Stiamo ripercorrendo il “Tapering” della Yellen dopo il QE dovuto alla grande crisi finanziaria, quando i tassi furono, gradualmente, fatti crescere per contrastare un’inflazione che non c’era. Tutto questo portò ad un forte rallentamento della crescita, alla crisi nel mercato interbancario (“Repo”) che a sua volta portò al calo dei tassi, il tutto ben prima della crisi economica epidemica.

Il problema era, ed è, che l’alto indebitamento fa si che la crescita sia possibile solo in presenza di  bassi tassi d’interessi. vediamo il seguente grafico sui tassi di equilibro USA rispetto alla crescita, il cosiddetto r* (r star):

Come si legge questo grafico? Semplicemente che, in presenza di una crescita del 2% e di un debito COMPLESSIVO, pubblico e privato del 325% del PIL il massimo tasso d’interesse applicabile è del 0,62%, mentre se il debito pubblico è del 350% allora il massimo tasso d’interesse che potrà applicare la FED sarà dello 0,57%. Tassi più elevati, con una crescita del 2%, porterebbero ad effetti depressivi.
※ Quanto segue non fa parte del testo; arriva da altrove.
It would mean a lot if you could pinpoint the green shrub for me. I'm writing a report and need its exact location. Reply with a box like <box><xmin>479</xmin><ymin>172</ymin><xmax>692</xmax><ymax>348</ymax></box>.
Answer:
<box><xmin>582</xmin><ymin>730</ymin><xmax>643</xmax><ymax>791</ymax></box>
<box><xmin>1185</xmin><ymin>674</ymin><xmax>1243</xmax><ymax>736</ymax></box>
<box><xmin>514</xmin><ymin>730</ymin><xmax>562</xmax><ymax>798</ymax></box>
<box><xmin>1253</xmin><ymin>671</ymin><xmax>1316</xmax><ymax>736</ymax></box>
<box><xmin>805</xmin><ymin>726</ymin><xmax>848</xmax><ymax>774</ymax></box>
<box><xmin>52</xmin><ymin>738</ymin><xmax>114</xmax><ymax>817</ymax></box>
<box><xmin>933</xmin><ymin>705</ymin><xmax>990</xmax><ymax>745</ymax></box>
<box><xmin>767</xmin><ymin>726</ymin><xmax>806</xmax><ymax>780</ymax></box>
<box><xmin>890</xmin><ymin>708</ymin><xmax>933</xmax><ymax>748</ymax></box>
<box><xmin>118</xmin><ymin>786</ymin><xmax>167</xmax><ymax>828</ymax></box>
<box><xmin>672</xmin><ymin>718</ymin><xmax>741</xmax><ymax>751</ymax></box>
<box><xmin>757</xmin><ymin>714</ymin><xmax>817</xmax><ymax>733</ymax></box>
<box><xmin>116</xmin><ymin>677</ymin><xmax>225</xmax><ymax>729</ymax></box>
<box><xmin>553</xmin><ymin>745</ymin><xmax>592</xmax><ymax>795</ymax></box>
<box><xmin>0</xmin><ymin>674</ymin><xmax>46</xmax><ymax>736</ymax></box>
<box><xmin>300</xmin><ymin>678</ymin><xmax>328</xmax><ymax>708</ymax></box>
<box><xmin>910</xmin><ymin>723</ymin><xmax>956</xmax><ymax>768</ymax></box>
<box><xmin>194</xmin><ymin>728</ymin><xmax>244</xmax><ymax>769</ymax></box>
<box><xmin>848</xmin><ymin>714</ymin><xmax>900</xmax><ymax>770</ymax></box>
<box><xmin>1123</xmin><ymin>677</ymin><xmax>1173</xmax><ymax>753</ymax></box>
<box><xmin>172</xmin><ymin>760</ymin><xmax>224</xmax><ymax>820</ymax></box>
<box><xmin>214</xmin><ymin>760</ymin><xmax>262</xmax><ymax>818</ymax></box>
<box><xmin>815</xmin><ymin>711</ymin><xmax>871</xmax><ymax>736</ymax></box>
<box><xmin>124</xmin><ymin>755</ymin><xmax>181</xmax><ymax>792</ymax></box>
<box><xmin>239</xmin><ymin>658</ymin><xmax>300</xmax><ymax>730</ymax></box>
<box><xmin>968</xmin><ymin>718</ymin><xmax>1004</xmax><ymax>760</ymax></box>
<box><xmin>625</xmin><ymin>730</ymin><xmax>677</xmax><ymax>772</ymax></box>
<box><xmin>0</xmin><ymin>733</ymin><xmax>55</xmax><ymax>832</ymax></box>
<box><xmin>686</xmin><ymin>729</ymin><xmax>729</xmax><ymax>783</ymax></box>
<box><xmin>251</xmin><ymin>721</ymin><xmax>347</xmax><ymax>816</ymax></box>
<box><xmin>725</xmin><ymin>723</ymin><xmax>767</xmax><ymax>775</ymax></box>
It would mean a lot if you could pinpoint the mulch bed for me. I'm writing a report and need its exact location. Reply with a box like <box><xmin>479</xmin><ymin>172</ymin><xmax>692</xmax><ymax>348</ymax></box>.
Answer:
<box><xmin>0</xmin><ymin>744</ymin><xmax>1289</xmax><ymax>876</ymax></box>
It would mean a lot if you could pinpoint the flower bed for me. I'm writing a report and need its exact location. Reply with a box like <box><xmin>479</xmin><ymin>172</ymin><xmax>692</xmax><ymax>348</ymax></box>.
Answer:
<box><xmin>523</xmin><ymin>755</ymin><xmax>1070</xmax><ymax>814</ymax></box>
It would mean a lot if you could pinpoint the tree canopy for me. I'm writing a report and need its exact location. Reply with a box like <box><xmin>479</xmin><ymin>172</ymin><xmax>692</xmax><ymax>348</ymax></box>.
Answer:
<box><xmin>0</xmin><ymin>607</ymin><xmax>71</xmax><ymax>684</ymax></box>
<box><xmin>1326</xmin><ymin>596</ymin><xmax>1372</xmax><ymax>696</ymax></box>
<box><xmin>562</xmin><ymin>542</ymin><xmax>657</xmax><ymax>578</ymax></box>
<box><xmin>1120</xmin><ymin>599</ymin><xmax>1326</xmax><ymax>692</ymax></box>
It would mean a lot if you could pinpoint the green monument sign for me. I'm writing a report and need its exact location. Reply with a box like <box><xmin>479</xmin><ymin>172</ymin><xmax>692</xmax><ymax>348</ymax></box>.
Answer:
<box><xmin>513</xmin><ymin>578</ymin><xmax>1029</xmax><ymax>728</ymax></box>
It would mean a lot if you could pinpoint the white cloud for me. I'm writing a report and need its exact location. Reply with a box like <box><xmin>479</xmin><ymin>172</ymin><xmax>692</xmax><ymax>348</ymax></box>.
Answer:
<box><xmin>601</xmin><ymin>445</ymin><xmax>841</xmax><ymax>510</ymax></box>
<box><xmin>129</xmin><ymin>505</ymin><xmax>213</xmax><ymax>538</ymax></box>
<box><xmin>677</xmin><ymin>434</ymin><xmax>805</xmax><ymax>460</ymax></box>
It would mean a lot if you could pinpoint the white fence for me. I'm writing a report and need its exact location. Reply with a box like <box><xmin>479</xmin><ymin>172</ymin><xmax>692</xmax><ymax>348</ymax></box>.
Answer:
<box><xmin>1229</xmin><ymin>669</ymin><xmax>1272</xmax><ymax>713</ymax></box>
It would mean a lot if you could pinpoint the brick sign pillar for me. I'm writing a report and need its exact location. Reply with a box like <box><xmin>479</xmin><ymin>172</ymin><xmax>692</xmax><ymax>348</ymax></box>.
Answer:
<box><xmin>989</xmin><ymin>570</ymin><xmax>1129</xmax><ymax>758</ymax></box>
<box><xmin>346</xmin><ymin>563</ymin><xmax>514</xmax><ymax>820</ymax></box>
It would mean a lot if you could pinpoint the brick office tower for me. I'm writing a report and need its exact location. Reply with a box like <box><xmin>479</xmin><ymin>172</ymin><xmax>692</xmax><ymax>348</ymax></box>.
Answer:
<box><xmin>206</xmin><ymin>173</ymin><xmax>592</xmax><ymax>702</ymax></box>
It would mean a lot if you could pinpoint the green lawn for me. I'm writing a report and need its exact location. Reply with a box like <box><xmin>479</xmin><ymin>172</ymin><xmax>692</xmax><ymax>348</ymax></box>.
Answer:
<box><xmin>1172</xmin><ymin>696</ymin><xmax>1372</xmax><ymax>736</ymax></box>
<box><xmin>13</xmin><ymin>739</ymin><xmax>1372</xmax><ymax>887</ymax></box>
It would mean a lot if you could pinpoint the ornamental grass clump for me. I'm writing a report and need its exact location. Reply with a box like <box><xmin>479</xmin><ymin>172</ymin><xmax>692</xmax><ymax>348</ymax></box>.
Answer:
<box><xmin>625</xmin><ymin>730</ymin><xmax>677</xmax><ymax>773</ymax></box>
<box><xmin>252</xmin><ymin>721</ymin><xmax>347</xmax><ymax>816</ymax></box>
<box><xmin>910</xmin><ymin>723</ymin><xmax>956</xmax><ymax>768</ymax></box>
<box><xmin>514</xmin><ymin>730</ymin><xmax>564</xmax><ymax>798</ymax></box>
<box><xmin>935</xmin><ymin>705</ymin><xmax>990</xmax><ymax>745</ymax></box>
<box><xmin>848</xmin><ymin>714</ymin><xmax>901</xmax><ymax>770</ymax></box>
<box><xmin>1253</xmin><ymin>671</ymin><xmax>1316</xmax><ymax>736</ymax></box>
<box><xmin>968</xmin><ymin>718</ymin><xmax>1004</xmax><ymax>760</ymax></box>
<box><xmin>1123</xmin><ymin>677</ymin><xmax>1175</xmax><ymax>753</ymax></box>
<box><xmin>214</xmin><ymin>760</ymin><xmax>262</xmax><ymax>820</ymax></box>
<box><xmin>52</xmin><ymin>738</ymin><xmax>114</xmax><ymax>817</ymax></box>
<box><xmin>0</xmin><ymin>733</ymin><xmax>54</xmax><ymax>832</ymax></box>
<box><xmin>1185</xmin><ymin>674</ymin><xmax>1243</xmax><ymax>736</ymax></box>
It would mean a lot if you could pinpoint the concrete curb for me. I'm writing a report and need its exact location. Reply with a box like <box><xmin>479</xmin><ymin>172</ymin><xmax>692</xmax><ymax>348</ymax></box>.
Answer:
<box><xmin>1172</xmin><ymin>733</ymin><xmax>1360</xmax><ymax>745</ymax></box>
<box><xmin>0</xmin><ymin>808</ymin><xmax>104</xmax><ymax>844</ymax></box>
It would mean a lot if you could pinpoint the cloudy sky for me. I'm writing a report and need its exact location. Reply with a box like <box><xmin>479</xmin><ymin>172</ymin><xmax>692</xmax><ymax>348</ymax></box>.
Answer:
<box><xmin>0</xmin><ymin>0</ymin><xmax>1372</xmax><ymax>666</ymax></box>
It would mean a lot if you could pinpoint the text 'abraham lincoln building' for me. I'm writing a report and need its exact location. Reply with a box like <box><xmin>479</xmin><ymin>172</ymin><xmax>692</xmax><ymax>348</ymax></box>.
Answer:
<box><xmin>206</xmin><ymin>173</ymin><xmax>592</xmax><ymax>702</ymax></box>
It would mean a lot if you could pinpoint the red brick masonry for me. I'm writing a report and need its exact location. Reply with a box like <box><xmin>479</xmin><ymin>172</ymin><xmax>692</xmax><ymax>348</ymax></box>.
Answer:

Quindi il mercato poteva pensare :

  • che non 2023 il debito possa essere sotto il 300%, ma non ci ha creduto;
  • che la crescita nel 2023 possa essere ben oltre il 2%, ma non ci ha creduto;
  • che l’aumento dei tassi sarà tale da creare qualche fenomeno economico dirompente, e così ha risposto.

Il segnale del mercato  Jerome Powell è stato quello di non scherzare con una fine anticipata del QE. La crescita è ancora troppo fragile, i problemi strutturali del debito sono lontani dall’essere superati ed il “Tapering ” rischierebbe di far innescare un’altra crisi economica.

Cosa succederà quando finirà il PEPP , il QE pandemico europeo, e finalmente i falchi avranno la possibilità di controllare la politica monetaria e fiscale della UE? Ricordiamo che  gli austriaci, la scorsa settimana, hanno chiesto il ritorno alle norme della disciplina di bilancio. L’effetto della fine del PEPP combinato con il ritorno alle politiche di controllo di bilancio, in una situazione in cui la situazione debitoria complessiva è molto differenziata fra paese e paese, avrà come effetto l’accentuazione delle differenze economiche e finanziarie fra i diversi paesi, attualmente ammorbidite dall’intervento della BCE. Senza la sua coperta queste differenze esploderanno, mettendo sotto pressione i bilanci e l’economia dei singoli stati. Torneremo a una situazione stile 2011, dimostrando, questa volta in modo oggettivo, che la UE non è riformabile e  così l’area euro. Se le norme di bilancio non saranno modificate nei prossimi 12 mesi questo fenomeno sarà evidente e facilmente prevedibile e la strada dell’Euro segnata.